1. Improve Data Quality and Relevance Start by ensuring your training or fine-tuning data is high-quality and representative of the target language. Multilingual models often generalize across languages, but performance drops if the target language has limited or noisy data in the original training. For example, if your model underperforms on Vietnamese, gather domain-specific text (e.g., news, social media, or technical documents) in Vietnamese and fine-tune the model on this data. Use parallel datasets (text pairs in the target language and a high-resource language like English) to leverage cross-lingual transfer. Tools like OPUS or Tatoeba provide multilingual corpora for this purpose. Clean the data by removing duplicates, correcting encoding issues, and normalizing text (e.g., handling diacritics or script variations).
2. Adjust Tokenization and Model Configuration Multilingual models often use subword tokenization (e.g., SentencePiece or WordPiece), which may not handle certain languages optimally. For agglutinative languages (e.g., Turkish) or languages with complex morphology, the tokenizer might split words into nonsensical subwords. Try using a language-specific tokenizer or adjusting the tokenizer’s vocabulary size. For example, for Japanese, switch from WordPiece to MeCab-based tokenization. If the model architecture allows, freeze layers responsible for general multilingual features and retrain the top layers with language-specific data. Alternatively, explore monolingual or bilingual models (e.g., LASER or LaBSE) as a starting point for fine-tuning.

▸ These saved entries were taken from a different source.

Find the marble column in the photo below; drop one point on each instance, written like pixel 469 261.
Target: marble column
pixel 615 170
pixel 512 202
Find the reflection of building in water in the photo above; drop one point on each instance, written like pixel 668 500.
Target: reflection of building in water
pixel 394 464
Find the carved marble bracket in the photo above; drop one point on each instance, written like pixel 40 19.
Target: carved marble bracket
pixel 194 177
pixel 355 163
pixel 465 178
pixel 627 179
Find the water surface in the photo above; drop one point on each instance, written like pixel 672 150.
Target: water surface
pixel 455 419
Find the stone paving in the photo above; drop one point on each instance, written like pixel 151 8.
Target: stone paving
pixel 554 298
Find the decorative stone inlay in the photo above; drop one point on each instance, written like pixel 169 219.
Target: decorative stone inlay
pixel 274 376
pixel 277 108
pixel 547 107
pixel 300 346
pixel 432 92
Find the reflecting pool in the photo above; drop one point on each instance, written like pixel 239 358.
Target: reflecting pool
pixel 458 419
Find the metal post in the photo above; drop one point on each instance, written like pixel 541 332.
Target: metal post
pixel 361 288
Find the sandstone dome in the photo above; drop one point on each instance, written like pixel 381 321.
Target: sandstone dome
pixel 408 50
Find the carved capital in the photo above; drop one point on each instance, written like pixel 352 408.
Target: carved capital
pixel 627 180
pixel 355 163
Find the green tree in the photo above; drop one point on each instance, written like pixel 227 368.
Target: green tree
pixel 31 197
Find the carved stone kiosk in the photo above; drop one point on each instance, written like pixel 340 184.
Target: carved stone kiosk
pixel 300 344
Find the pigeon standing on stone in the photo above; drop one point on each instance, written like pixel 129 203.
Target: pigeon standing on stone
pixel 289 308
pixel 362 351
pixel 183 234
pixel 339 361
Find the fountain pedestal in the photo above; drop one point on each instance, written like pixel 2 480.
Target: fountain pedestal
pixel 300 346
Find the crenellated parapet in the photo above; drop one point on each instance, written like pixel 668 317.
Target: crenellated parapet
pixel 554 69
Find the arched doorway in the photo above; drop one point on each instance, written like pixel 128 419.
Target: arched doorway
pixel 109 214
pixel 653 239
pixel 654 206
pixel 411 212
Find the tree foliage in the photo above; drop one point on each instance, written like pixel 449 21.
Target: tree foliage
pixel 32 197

3. Leverage Cross-Lingual Transfer and Evaluation If labeled data in the target language is scarce, use machine translation to convert high-resource language data (e.g., English) into the target language for training. For instance, translate English STS (Semantic Textual Similarity) datasets into Swahili and fine-tune the model on the translated pairs. Validate performance with language-specific evaluation benchmarks, such as Flores-101 for low-resource languages, to identify gaps. Additionally, test whether the model’s embeddings align with language-specific features (e.g., using cosine similarity for semantic equivalents). If runtime allows, combine multiple strategies: fine-tune on translated data, adjust tokenization, and use language-specific pretraining (e.g., continuing training on a masked language modeling task for the target language).